It’s hard work being a major bicycle manufacturer. Not only do you have to keep coming up with new stuff, but you have to cater for an ever-wider array of riding styles and hence end up with a bunch of different models that constantly need tweaking to keep them appealing to the people for whom they were originally designed.
All of which brings us to Specialized, and more specifically the Enduro. As the name suggests, the Enduro was first conceived as a ride all day, do it all kind of bike. But what with being pretty stoutly built and packing a fair bit of travel for the time, it was inevitable that people would start doing things with them that lay somewhat outside the original design parameters.
Naturally enough, Specialized responded, and each iteration of the Enduro got a bit more travel and a bit more strength until by the 2006 model year it was less “all-mountain” and more pedallable freeride bike. Which was all well and good, but seemed to leave a lightweight, long-travel, do-it-all hole in the range.
So for 2007 the current Enduro platform lives on only in a range of SX Trail light freeride bikes, all with coil shocks and burly specs but without having the word “Enduro” on them. And slotting in next door is the all-new Enduro SL, which at first glance appears to be occupying the same sort of space as the Scott Ransom and Santa Cruz Nomad but upon closer inspection looks like it could be about to move the all-mountain goalposts clear off the field. The new bike was revealed recently at Specialized’s European marketing office in Bavaria, which has some rather handy nearby mountains…
The Enduro SL is noteworthy in all sorts of ways, so much so that it’s difficult to know where to start. But one particular aspect of the bike is likely to have far-reaching consequences throughout the industry – rather than buying in suspension components, Specialized has opted to design and manufacture its own forks and shocks.
This isn’t a completely unprecedented move. Cannondale has been making its own forks for as long as it’s been doing suspension bikes, Scott is well-known for making its own rear shocks and Specialized itself dabbled with forks under the Future Shock banner in the early 90s. But its new suspension strategy is of remarkable scope. Specialized is far and away the biggest company to start doing its own suspension, and it’s not just dabbling – Specialized shocks will be found on bikes across the 2007 range, and the Enduro SL features an all-new Specialized fork too.
It’s a bold move, but Specialized clearly believes that it’s the right one. The idea is that if it designs frames, shocks and forks together, the combined elements will work better together. Clearly it’ll have a lot more control over how its suspension components work than if it continued to buy them in. And of course it means more unique selling points on the bikes.
With Specialized suspension front and rear, the Enduro SL is the best example of this new direction. But it’s not just the suspension that’s innovative. The SL is a ground-up reinterpretation of the Enduro concept, and the needs of the all day, all-mountain rider have led to the designers doing a bunch of things differently.

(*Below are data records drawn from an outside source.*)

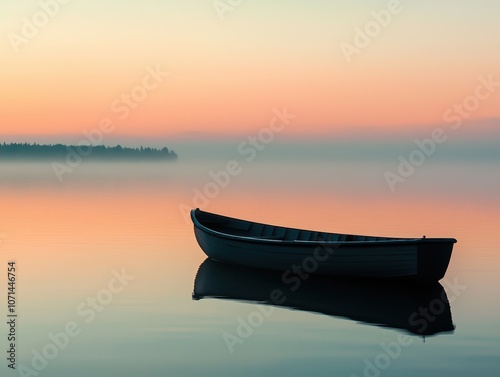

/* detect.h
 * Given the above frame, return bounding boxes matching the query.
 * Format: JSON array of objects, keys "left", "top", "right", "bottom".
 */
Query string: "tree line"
[{"left": 0, "top": 142, "right": 177, "bottom": 160}]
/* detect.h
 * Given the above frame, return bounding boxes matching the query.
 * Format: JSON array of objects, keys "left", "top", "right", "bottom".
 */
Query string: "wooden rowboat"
[
  {"left": 193, "top": 259, "right": 455, "bottom": 336},
  {"left": 191, "top": 209, "right": 457, "bottom": 282}
]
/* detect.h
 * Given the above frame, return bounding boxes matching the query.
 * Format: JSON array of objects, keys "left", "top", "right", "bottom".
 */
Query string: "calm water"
[{"left": 0, "top": 143, "right": 500, "bottom": 377}]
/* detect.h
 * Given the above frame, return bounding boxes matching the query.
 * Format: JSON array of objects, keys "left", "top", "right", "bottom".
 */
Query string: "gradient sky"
[{"left": 0, "top": 0, "right": 500, "bottom": 137}]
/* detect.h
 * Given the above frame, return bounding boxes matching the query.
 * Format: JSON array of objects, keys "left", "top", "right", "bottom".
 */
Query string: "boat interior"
[{"left": 195, "top": 210, "right": 404, "bottom": 242}]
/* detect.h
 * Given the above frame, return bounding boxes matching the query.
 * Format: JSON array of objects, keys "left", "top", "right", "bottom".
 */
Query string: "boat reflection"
[{"left": 193, "top": 259, "right": 455, "bottom": 336}]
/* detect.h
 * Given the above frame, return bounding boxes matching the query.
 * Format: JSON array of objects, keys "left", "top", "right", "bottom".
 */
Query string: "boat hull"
[{"left": 192, "top": 209, "right": 456, "bottom": 282}]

The main frame is FACT carbon fibre for stiffness and light weight – the frame is claimed to weigh just 2.2kg (4.8lb). That’s without a shock, but even adding 300g (an educated and mildly pessimistic guess) for the AFR shock still gives an all-up weight of 2.5kg (5.5lb) – mightily impressive for a 150mm travel frame.
In a first for Specialized, the rear shock is driven by a rocker-style linkage – rather than the traditional FSR arrangement of a link fixed to the seatstay at one end, the main frame at the other and the shock being driven from somewhere between the two, the Enduro link is attached to the frame in the middle and has the seatstay and shock at opposite ends. This has been done for a few reasons. For a start, it allows a vertical shock position, which gets the weight of the shock nearer the middle of the bike. It considerably simplifies the structure of the frame, allows a continuous seat tube for more saddle-lowering scope (although on the Enduro that’s limited by the cranked seat tube) and makes space inside the frame for a traditionally-positioned bottle mount.
The bottom end of the shock is attached to one of two mounting holes down near the bottom bracket, giving you a choice of a steeper, taller setup or a more relaxed and low-slung one. Also in the bottom bracket area is a unique front mech mount. This is a traditionally tricky problem for full suspension designs, with manufacturers typically resorting to stub tubes or, as a last resort, E-type BB-mount derailleurs. The Enduro uses an E-type mech but without the BB plate – instead the mech bolts directly to bosses on the frame.
The whole thing is very clean-looking, and once the FutureShock E150 fork and S-Works component spec (XTR cranks, X.0 transmission, Magura brakes) have been added you end up with a remarkably light bike – it’s claimed to weigh 12.2kg (27lb), and rumour had it that the bikes at the launch were actually under 12kg on account of having 2.1in tyres rather than the 2.3in items that production bikes will have.